Belief in hope makes me stronger. One of my favorite quotes is from a poem by Emily Dickinson. The part I keep in mind is that “hope is the thing with feathers”; it is a part of my personal belief system and one of the mantras I have to remind myself of sometimes. The entire poem, however, is a part of that simple quote.

“Hope” is the thing with feathers-
that perches in the soul –
And sings the tune without the words –
And never stops – at all –

And sweetest in the Gale is heard –
And sore must be the storm –
That could abash the little Bird –
That kept so many warm –

I’ve heard in the chillest land –
And on the strangest Sea –
Yet – never – in Extremity, –
It asked a crumb – of me.

Hope is how I manage to maintain a semblance of sanity in the face of tragedies like what happened today in Newtown, CT. There is a part of me that wants to rage at the uselessness of killing twenty children and the devastation that one man wrought on a small town – and perhaps on all of us at the same time. I want to rage at a universe that would let something so senseless and so devastating happen. Not so complacent to place blame on one deity, I want to rail at them all and demand an accounting of them for what took place in that school today. Yet I don’t.
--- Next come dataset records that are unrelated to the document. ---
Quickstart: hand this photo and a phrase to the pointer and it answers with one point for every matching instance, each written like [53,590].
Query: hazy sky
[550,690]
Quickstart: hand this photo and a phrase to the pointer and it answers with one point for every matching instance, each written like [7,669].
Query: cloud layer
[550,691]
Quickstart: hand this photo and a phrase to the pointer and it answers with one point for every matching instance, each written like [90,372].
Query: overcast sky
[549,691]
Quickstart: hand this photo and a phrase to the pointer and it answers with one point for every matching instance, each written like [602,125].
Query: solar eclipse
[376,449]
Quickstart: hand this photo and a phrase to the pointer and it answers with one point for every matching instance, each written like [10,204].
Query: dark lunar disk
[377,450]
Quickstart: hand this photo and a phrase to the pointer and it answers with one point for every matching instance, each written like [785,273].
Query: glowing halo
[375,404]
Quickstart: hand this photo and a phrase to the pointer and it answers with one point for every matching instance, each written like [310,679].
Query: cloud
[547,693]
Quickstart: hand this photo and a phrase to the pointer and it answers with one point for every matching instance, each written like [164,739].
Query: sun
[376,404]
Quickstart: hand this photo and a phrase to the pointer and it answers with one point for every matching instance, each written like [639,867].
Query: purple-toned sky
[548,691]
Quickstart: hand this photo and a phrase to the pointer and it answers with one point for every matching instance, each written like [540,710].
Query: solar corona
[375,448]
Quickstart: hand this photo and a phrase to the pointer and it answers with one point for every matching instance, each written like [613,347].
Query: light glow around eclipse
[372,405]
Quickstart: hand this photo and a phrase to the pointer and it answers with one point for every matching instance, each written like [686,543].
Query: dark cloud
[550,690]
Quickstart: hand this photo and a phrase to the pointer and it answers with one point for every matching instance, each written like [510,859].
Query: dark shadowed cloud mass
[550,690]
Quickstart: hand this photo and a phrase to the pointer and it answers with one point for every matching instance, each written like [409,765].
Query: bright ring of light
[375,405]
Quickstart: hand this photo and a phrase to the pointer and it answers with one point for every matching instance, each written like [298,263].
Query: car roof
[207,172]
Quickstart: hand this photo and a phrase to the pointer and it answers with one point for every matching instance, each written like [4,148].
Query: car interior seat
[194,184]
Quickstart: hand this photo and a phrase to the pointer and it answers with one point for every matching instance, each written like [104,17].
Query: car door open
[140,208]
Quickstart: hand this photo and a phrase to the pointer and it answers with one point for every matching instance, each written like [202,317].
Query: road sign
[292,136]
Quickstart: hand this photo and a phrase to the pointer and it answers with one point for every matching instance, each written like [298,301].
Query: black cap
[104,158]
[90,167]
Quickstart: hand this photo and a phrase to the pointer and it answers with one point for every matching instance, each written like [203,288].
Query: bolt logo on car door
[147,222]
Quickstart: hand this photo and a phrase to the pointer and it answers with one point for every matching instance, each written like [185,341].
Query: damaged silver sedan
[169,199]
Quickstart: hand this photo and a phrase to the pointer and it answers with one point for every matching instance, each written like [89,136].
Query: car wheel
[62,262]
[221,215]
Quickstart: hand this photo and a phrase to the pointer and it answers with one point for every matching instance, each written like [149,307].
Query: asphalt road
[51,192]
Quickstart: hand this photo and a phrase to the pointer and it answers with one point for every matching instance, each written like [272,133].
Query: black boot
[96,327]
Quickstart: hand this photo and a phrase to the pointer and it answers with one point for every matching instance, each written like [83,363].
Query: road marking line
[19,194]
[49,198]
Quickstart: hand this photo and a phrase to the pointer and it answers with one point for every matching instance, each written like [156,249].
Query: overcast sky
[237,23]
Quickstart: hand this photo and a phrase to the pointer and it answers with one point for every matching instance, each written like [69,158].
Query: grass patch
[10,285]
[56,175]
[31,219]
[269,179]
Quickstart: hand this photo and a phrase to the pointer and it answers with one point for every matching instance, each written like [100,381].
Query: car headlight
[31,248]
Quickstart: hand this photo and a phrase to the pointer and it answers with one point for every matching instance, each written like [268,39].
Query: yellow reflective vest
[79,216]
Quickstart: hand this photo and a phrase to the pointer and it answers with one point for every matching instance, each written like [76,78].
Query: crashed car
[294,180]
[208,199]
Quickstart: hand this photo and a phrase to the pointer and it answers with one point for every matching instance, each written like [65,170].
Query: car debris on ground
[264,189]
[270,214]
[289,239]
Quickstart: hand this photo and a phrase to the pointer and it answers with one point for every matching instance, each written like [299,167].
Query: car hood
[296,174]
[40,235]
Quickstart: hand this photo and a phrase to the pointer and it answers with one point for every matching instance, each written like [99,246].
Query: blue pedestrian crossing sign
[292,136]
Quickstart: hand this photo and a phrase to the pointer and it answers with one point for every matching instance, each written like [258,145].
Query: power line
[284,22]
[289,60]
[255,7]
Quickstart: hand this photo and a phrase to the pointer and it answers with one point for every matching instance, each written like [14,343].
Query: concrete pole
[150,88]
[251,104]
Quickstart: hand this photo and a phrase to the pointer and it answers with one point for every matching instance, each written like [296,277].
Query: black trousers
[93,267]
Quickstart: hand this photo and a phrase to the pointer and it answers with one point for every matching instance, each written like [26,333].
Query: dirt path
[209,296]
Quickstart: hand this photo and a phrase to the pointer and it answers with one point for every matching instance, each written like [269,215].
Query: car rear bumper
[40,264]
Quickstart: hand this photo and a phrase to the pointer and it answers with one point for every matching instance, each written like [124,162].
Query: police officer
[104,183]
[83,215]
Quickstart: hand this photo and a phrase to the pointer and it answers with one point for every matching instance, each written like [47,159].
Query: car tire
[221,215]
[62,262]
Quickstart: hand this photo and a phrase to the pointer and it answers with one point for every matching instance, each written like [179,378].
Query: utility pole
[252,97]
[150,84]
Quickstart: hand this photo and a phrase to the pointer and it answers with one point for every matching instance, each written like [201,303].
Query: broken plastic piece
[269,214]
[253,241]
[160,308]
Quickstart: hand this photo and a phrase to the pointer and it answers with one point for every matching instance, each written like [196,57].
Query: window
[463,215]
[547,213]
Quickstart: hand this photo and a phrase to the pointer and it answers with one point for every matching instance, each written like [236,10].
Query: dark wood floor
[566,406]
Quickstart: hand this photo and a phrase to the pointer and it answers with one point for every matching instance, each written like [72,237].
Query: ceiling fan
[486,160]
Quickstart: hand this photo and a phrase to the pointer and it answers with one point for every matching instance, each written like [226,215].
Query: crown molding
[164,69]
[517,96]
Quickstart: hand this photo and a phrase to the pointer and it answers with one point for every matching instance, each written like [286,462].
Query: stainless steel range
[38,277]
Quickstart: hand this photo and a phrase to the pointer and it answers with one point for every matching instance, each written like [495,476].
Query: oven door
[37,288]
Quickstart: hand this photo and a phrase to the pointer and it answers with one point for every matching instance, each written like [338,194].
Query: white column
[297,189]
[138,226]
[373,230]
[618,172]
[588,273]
I don’t because to place the blame on a higher power is as effective as placing the blame on Mickey Mouse or any individual politician or any particular video game/tv show/movie/comic book character/other form of media. The blame falls on the shoulders of the man who walked into that school with three guns and started shooting. The blame falls on the shoulders of the person who felt that it was his only recourse.

I also don’t blame the universe because in reading stories that have trickled out from the situation, I have seen the hand of the divine in the midst of the pain. I see it in the hands of the child who waited for his friends and helped them get out of the building. I see it in the inspiration of the teacher who locked her class in the bathroom and managed to put a storage unit in front of the door. I see it in the injury of the teacher that stood in front of the door to keep the shooter from opening it. I see it in the children who managed to stay as calm as possible and who tried to support each other as the tragedy raged around them. I see it in the hands of the emergency rescue personnel as they worked tirelessly to get the children and teachers out of the building and who took them to safe places to reunite them with families. The higher powers that we believe in were there, working in the ways that they could and doing what they could.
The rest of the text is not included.